Run a specified pipeline.

Parameters:
  • experiment_id – The id of an experiment.
  • job_name – Name of the job.
  • pipeline_package_path – Local path of the pipeline package(the filename should end with one of the following .tar.gz, .tgz, .zip, .yaml, .yml).
  • params – A dictionary with key (string) as param name and value (string) as as param value.
  • pipeline_id – The id of a pipeline.
  • version_id – The id of a pipeline version. If both pipeline_id and version_id are specified, version_id will take precendence. If only pipeline_id is specified, the default version of this pipeline is used to create the run.
Returns:

A run object. Most important field is id.

set_user_namespace(namespace)[source]

Set user namespace into local context setting file.

This function should only be used when Kubeflow Pipelines is in the multi-user mode.

Parameters:namespace – kubernetes namespace the user has access to.
upload_pipeline(pipeline_package_path: str = None, pipeline_name: str = None, description: str = None)[source]

Uploads the pipeline to the Kubeflow Pipelines cluster.

Parameters:
  • pipeline_package_path – Local path to the pipeline package.
  • pipeline_name – Optional. Name of the pipeline to be shown in the UI.
  • description – Optional. Description of the pipeline to be shown in the UI.
Returns:

Server response object containing pipleine id and other information.

upload_pipeline_version(pipeline_package_path, pipeline_version_name: str, pipeline_id: Optional[str] = None, pipeline_name: Optional[str] = None)[source]

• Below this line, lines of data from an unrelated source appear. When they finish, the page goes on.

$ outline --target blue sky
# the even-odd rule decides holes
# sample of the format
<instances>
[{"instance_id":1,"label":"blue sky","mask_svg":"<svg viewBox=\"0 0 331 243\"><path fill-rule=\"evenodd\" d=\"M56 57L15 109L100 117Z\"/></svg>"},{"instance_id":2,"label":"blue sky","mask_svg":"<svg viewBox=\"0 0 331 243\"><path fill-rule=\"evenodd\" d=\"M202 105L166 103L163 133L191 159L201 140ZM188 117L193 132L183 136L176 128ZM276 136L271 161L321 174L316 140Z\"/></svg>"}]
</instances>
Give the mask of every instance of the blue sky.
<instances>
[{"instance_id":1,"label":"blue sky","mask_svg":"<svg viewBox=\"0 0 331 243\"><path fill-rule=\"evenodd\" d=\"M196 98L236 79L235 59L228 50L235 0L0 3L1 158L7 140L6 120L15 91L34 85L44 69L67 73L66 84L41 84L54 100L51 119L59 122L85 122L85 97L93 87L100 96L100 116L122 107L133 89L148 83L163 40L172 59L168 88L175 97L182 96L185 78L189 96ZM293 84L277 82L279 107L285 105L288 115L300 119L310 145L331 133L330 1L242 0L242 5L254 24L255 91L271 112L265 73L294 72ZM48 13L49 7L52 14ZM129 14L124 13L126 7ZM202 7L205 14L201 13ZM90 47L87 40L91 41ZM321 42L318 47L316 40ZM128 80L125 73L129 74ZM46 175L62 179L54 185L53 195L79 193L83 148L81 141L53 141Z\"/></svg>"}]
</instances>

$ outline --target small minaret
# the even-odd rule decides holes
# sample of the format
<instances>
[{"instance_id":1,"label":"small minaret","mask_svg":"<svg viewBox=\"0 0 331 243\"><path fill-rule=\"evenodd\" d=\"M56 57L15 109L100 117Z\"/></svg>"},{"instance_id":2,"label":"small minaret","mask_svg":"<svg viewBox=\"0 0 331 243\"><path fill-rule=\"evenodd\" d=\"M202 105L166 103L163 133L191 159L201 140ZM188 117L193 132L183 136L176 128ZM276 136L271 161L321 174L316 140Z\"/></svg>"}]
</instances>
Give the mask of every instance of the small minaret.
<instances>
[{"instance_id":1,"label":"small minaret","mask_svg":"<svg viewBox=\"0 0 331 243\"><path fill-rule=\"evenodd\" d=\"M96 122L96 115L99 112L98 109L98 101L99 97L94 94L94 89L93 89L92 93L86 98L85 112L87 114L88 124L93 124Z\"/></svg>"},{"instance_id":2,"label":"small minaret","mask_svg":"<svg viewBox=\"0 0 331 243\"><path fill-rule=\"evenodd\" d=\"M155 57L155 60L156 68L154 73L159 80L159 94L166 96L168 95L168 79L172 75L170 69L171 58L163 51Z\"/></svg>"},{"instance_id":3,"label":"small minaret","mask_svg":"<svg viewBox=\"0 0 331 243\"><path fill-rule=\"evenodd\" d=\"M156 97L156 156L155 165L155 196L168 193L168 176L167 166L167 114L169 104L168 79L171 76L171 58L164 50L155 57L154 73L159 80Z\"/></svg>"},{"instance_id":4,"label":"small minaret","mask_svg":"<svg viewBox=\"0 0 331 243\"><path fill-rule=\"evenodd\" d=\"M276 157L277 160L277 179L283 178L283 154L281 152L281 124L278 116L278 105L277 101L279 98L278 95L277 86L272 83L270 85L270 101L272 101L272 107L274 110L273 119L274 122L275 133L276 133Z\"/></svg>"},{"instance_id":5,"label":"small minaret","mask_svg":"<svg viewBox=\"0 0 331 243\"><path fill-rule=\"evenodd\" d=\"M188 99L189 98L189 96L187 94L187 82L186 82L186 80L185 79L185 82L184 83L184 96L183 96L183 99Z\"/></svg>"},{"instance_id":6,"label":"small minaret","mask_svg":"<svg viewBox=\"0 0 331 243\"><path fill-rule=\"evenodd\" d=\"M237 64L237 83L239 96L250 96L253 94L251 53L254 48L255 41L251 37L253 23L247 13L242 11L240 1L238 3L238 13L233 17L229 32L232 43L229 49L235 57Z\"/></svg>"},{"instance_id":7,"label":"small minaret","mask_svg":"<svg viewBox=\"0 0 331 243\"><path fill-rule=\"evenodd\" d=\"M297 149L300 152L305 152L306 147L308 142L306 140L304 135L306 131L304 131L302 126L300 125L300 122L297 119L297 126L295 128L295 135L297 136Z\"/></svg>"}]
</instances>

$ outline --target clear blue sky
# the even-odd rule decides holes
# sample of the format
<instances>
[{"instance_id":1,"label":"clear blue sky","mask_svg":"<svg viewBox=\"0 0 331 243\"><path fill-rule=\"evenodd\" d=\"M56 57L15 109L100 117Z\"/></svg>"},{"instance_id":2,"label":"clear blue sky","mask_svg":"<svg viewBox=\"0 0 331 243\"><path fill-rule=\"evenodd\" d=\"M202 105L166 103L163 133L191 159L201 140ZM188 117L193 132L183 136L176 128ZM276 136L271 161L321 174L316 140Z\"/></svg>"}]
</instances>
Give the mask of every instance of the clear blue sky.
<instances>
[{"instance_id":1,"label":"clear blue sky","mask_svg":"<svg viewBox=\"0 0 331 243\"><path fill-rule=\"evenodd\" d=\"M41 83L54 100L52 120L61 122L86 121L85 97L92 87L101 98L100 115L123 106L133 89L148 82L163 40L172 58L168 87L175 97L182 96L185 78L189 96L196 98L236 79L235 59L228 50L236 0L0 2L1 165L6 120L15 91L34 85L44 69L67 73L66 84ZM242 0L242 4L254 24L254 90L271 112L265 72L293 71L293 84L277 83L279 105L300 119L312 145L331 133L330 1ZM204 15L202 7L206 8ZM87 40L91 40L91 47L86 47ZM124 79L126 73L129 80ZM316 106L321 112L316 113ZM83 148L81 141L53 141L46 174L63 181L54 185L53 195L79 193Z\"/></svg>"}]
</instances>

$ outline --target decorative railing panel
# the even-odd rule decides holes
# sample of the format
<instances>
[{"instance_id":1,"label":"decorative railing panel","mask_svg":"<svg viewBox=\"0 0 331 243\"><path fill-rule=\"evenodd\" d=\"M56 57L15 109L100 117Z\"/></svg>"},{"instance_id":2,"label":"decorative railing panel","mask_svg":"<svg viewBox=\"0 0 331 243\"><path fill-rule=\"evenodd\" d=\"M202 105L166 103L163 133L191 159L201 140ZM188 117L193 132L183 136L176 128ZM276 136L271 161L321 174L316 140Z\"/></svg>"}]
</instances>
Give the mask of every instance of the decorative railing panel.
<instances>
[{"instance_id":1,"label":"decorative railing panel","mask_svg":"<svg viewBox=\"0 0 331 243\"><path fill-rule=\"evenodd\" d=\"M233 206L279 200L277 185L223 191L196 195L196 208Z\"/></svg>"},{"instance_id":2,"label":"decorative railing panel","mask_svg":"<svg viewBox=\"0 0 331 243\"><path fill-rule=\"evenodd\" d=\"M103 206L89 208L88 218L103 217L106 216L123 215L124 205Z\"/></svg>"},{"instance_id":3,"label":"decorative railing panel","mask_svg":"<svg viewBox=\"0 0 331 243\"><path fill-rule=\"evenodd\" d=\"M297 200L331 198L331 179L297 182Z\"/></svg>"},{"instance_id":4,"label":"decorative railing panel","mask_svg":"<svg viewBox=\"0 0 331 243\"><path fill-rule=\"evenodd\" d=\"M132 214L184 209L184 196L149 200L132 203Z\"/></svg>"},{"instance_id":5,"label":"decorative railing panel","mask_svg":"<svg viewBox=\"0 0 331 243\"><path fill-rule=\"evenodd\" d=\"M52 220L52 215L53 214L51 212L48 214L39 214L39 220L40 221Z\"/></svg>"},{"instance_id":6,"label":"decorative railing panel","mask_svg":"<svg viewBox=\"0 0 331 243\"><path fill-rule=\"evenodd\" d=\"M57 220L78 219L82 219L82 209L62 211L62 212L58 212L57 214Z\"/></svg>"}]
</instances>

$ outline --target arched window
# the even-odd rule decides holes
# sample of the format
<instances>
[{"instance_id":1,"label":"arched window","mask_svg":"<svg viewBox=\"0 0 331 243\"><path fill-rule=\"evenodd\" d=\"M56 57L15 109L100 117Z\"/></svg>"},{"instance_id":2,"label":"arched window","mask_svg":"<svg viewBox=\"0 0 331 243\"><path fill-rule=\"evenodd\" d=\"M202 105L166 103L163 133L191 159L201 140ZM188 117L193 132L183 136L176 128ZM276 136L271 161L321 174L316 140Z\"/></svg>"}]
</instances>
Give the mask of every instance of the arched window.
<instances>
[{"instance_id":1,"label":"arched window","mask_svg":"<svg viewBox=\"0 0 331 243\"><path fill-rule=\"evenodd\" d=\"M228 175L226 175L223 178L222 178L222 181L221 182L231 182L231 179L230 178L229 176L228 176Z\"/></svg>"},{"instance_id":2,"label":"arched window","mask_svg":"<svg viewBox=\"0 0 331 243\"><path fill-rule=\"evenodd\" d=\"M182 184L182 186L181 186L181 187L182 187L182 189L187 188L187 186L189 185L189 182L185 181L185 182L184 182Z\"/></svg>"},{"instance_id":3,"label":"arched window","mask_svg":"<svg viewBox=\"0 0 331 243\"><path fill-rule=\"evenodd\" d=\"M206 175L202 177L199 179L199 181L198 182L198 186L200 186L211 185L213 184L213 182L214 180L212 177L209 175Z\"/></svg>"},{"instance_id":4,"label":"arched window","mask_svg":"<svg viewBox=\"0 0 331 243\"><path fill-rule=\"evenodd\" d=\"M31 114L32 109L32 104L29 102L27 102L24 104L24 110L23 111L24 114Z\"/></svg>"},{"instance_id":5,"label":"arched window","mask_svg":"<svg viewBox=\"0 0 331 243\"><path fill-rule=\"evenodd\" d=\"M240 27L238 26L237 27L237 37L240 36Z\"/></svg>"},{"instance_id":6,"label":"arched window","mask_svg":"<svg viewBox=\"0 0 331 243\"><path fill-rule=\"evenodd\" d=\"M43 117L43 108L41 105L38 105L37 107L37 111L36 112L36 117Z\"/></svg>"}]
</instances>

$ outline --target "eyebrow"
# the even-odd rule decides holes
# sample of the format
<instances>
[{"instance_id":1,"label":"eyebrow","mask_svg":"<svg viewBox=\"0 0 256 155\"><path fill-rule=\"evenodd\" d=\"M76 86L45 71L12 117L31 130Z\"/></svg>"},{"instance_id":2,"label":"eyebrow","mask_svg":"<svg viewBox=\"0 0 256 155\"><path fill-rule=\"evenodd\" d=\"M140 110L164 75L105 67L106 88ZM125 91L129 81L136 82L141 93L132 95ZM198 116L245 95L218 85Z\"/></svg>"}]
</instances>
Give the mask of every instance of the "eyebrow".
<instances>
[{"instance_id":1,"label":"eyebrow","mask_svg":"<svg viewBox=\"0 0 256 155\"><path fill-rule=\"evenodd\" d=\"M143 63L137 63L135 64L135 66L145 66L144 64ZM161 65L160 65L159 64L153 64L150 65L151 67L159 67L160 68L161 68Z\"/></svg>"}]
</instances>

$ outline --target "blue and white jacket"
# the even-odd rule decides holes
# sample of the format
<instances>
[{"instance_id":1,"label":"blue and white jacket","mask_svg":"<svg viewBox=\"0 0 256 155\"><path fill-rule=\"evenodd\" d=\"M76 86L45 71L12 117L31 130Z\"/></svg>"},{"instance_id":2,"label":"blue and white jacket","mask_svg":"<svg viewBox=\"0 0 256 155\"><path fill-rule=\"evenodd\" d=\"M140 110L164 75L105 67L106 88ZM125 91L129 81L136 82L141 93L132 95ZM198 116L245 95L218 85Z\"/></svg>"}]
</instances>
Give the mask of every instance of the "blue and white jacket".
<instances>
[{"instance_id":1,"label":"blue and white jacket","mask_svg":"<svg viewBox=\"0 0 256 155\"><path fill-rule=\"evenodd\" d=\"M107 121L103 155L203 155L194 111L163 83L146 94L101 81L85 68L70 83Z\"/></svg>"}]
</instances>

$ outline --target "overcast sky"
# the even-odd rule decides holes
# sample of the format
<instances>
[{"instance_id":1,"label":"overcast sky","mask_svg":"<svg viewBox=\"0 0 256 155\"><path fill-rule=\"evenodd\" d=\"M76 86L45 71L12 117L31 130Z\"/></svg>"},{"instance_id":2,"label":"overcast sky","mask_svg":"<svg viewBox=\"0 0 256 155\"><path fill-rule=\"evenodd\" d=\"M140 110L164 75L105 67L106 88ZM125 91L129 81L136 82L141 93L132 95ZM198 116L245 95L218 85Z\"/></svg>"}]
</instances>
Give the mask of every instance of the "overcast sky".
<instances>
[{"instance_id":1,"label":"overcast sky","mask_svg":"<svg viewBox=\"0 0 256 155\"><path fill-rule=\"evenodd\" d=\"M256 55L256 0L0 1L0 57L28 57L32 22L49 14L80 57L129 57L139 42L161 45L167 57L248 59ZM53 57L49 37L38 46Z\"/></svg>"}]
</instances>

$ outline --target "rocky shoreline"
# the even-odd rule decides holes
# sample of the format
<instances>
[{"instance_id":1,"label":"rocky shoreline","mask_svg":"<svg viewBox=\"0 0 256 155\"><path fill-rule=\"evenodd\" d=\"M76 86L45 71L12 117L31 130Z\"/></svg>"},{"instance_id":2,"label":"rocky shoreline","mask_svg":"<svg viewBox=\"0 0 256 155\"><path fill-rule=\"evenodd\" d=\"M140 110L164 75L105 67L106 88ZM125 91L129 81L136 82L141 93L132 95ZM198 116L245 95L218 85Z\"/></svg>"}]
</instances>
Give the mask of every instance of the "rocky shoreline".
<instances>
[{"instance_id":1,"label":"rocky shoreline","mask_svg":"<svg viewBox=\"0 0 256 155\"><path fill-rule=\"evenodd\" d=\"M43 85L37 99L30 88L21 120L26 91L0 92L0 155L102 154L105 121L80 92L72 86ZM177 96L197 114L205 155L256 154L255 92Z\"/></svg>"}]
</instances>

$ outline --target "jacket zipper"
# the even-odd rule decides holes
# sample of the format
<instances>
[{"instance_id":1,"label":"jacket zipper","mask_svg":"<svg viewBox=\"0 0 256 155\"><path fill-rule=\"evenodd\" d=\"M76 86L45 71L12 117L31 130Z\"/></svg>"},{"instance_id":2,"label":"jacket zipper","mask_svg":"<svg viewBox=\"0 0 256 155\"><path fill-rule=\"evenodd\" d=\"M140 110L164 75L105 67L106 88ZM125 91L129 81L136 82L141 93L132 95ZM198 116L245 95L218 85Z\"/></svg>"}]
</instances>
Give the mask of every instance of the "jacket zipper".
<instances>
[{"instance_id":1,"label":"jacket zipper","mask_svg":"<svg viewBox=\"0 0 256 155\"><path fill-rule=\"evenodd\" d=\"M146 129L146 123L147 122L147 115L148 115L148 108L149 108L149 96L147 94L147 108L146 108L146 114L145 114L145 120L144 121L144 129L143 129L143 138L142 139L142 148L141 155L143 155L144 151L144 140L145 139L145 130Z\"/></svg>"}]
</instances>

Uploads a new version of the pipeline to the Kubeflow Pipelines cluster. :param pipeline_package_path: Local path to the pipeline package. :param pipeline_version_name: Name of the pipeline version to be shown in the UI. :param pipeline_id: Optional. Id of the pipeline. :param pipeline_name: Optional. Name of the pipeline.

Returns:Server response object containing pipleine id and other information.
Throws:
ValueError when none or both of pipeline_id or pipeline_name are specified Exception if pipeline id is not found.
wait_for_run_completion(run_id, timeout)[source]

Waits for a run to complete.

Parameters:
  • run_id – Run id, returned from run_pipeline.
  • timeout – Timeout in seconds.
Returns:

Most important fields are run and pipeline_runtime.

Return type:

A run detail object

Raises:

TimeoutError – if the pipeline run failed to finish before the specified timeout.